Samedi 27 janvier 2018 7:17 lit clavier iPad

Je l’ai faite ma virée ! Et j’en suis transformée. Physiquement d’abord, parce que les tensions se sont déplacées, j’ai toujours mal partout, mais de façon uniforme et confortable. Intellectuellement, je me sens ressourcée, renforcée dans mes convictions qu’il faut une vie équilibrée entre les efforts physiques et les efforts psychiques. J’ai eu beaucoup d’idées en pédalant, j’écrivais dans ma tête, je n’ai pas pris de notes, je sais que les phrases et paragraphes reviendront. Je ne m’inquiète pas. Je me sens bien. Fatiguée et heureuse de l’être. Ce que j’ai produit, pendant ces deux mois, depuis la sortie de Scrivener 3, le guide qui va sortir le 2 février, personne d’autre que moi ne l’a fait. Il est mon ouvrage, le fruit de mon travail. En plus, je suis la première Française à écrire un livre sur Scrivener 3, comme je l’avais fait pour Scrivener for iOS. C’est bon pour le moral.

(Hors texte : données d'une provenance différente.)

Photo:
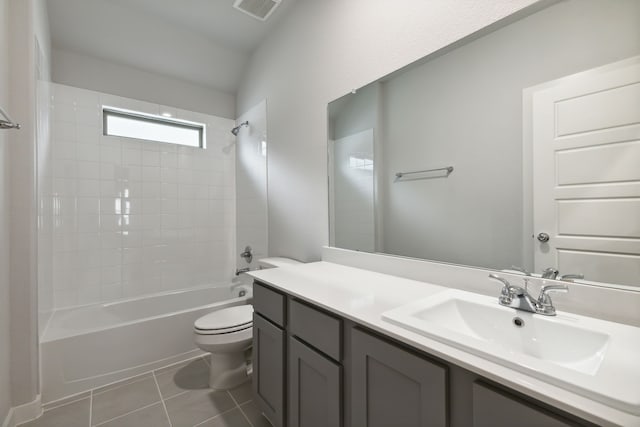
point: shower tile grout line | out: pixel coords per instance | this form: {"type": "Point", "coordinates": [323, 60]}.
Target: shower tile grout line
{"type": "Point", "coordinates": [166, 412]}
{"type": "Point", "coordinates": [90, 408]}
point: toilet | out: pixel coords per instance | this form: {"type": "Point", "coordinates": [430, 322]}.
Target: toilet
{"type": "Point", "coordinates": [227, 335]}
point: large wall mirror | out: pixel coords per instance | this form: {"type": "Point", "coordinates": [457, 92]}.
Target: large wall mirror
{"type": "Point", "coordinates": [518, 147]}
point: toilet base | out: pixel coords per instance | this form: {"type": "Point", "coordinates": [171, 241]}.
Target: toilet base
{"type": "Point", "coordinates": [227, 370]}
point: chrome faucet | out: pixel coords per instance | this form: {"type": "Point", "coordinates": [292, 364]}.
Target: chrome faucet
{"type": "Point", "coordinates": [520, 299]}
{"type": "Point", "coordinates": [247, 254]}
{"type": "Point", "coordinates": [552, 273]}
{"type": "Point", "coordinates": [239, 271]}
{"type": "Point", "coordinates": [544, 303]}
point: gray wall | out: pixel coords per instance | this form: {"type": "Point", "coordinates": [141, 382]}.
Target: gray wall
{"type": "Point", "coordinates": [5, 342]}
{"type": "Point", "coordinates": [73, 69]}
{"type": "Point", "coordinates": [320, 52]}
{"type": "Point", "coordinates": [465, 109]}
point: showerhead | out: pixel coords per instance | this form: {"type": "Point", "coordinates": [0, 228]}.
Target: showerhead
{"type": "Point", "coordinates": [236, 129]}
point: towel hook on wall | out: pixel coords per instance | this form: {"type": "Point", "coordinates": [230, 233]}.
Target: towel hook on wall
{"type": "Point", "coordinates": [6, 122]}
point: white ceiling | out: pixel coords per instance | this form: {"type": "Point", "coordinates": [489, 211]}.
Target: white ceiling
{"type": "Point", "coordinates": [206, 42]}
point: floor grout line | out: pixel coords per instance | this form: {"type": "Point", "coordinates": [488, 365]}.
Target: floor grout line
{"type": "Point", "coordinates": [240, 409]}
{"type": "Point", "coordinates": [124, 415]}
{"type": "Point", "coordinates": [49, 408]}
{"type": "Point", "coordinates": [161, 399]}
{"type": "Point", "coordinates": [246, 417]}
{"type": "Point", "coordinates": [214, 417]}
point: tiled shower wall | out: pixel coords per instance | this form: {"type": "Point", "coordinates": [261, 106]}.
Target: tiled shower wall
{"type": "Point", "coordinates": [134, 217]}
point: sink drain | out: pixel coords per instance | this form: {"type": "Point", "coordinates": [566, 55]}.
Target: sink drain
{"type": "Point", "coordinates": [518, 322]}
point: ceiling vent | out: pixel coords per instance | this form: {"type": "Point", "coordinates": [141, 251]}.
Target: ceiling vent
{"type": "Point", "coordinates": [259, 9]}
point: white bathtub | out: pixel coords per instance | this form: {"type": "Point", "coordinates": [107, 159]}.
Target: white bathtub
{"type": "Point", "coordinates": [87, 347]}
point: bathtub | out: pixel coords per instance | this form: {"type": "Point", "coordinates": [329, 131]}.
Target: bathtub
{"type": "Point", "coordinates": [91, 346]}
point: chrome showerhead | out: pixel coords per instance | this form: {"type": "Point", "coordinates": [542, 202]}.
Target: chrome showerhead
{"type": "Point", "coordinates": [236, 129]}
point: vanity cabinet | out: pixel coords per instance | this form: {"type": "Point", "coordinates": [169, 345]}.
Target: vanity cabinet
{"type": "Point", "coordinates": [269, 354]}
{"type": "Point", "coordinates": [315, 388]}
{"type": "Point", "coordinates": [315, 369]}
{"type": "Point", "coordinates": [394, 387]}
{"type": "Point", "coordinates": [496, 408]}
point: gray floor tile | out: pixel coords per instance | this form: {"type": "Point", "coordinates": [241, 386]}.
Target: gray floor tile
{"type": "Point", "coordinates": [252, 412]}
{"type": "Point", "coordinates": [233, 418]}
{"type": "Point", "coordinates": [65, 401]}
{"type": "Point", "coordinates": [191, 376]}
{"type": "Point", "coordinates": [243, 393]}
{"type": "Point", "coordinates": [72, 415]}
{"type": "Point", "coordinates": [123, 382]}
{"type": "Point", "coordinates": [193, 407]}
{"type": "Point", "coordinates": [118, 401]}
{"type": "Point", "coordinates": [151, 416]}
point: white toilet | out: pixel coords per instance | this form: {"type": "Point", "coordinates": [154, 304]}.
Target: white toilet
{"type": "Point", "coordinates": [227, 335]}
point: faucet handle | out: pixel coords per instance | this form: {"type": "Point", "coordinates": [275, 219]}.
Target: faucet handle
{"type": "Point", "coordinates": [521, 270]}
{"type": "Point", "coordinates": [544, 300]}
{"type": "Point", "coordinates": [505, 294]}
{"type": "Point", "coordinates": [571, 277]}
{"type": "Point", "coordinates": [550, 273]}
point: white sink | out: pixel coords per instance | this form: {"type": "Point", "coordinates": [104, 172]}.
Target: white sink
{"type": "Point", "coordinates": [591, 357]}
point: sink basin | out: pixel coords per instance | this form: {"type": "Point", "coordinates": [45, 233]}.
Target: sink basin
{"type": "Point", "coordinates": [592, 357]}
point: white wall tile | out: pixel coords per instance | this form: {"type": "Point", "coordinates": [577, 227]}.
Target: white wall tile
{"type": "Point", "coordinates": [121, 223]}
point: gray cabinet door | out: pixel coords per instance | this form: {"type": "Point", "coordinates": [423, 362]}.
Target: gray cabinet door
{"type": "Point", "coordinates": [315, 384]}
{"type": "Point", "coordinates": [393, 387]}
{"type": "Point", "coordinates": [269, 369]}
{"type": "Point", "coordinates": [496, 408]}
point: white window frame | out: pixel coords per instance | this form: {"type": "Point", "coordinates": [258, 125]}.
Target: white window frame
{"type": "Point", "coordinates": [108, 111]}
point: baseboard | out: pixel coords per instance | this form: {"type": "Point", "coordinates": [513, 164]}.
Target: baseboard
{"type": "Point", "coordinates": [23, 413]}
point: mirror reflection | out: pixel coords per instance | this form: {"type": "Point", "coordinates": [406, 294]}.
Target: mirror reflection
{"type": "Point", "coordinates": [515, 148]}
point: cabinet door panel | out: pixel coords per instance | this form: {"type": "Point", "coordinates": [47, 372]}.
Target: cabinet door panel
{"type": "Point", "coordinates": [315, 388]}
{"type": "Point", "coordinates": [269, 369]}
{"type": "Point", "coordinates": [495, 408]}
{"type": "Point", "coordinates": [393, 387]}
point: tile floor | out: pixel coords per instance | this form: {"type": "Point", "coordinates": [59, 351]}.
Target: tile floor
{"type": "Point", "coordinates": [176, 396]}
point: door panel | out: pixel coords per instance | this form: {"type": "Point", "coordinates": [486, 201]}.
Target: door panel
{"type": "Point", "coordinates": [586, 173]}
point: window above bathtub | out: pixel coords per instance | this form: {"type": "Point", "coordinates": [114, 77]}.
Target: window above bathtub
{"type": "Point", "coordinates": [151, 127]}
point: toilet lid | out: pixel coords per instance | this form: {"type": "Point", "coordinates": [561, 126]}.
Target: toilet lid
{"type": "Point", "coordinates": [227, 319]}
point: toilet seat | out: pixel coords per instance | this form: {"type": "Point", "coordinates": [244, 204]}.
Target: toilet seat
{"type": "Point", "coordinates": [225, 321]}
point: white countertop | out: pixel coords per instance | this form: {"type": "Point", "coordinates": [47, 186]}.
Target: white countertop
{"type": "Point", "coordinates": [362, 296]}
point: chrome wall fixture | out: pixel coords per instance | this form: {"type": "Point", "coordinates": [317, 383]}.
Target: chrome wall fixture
{"type": "Point", "coordinates": [6, 122]}
{"type": "Point", "coordinates": [447, 171]}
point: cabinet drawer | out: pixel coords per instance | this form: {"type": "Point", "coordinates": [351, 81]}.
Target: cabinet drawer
{"type": "Point", "coordinates": [318, 329]}
{"type": "Point", "coordinates": [269, 303]}
{"type": "Point", "coordinates": [496, 408]}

Hier, je pensais au réveil être trop fatiguée pour travailler encore. C’est souvent dans ces cas-là que j’en fais le plus, une fois l’instant de découragement dépassé.

En descendant au bureau, j’ai vu que Smashwords avait accepté le guide dans le Catalogue Premium. Il serait donc publié chez Apple, Kobo et toutes les librairies numériques en contrat avec la plateforme de Los Gatos. Cela voulait dire que mes paramétrages de compilation en .doc avec Scrivener 3 étaient bons et remplissaient toutes les conditions d’exigence du catalogue. J’ai alors décidé de publier le module des tutoriels anglais, en permafree, en introduction à l’apprentissage du nouveau logiciel.

Là, au moment de remplir la fiche d’enregistrement du livre sur le site de Smashwords, j’ai vu que ma couverture, bâclée pour le PDF envoyé aux bêta-lecteurs, ne remplissaient pas les conditions demandées par Smashwords. Je l’ai copiée, mise sur clé USB, branchée au vieil iMac de 98, le premier iMac de l’histoire d’Apple, qui me sert toujours. J’ai ouvert Photoshop, la version antique aussi, 4 je crois, j’ai converti la taille (1400 px de large) et la définition de l’image (300 dpi). La couverture a été acceptée sans façon par Smashwords.

J’ai fait un mail à Adam, mon cher graphiste, pour lui dire que j’avais besoin de sa pâte ou de sa patte professionnelle pour harmoniser cette couverture avec les précédentes. Il était d’accord. Je passerais commande après une virée à vélo devenue vitale pour aller voir la mer et prendre l’air.

J’ai publié le module des Tutoriels anglais, sans problème avec les paramètres enregistrés dans mes Formats sur Scrivener 3, et j’avais fini à 11:29. Il était temps de partir. Je m’arrêterais à Kergroës pour prendre un sandwich et de quoi grignoter à Trenez. Il faisait beau, mais des nuages commençaient à obscurcir le ciel. Facebook m’avait avisée que la pluie arrivait et que je devais rester à l’abri !

Après avoir fait quelques achats au Proxi de Kergroës, que j’aime bien parce qu’il est à échelle humaine, j’ai tourné sur un chemin évitant la remontée après le tournant de la route de Trenez. Je restais sur le haut de la courbe de niveau, en trottinant parfois pour ne pas descendre de vélo, c’était praticable.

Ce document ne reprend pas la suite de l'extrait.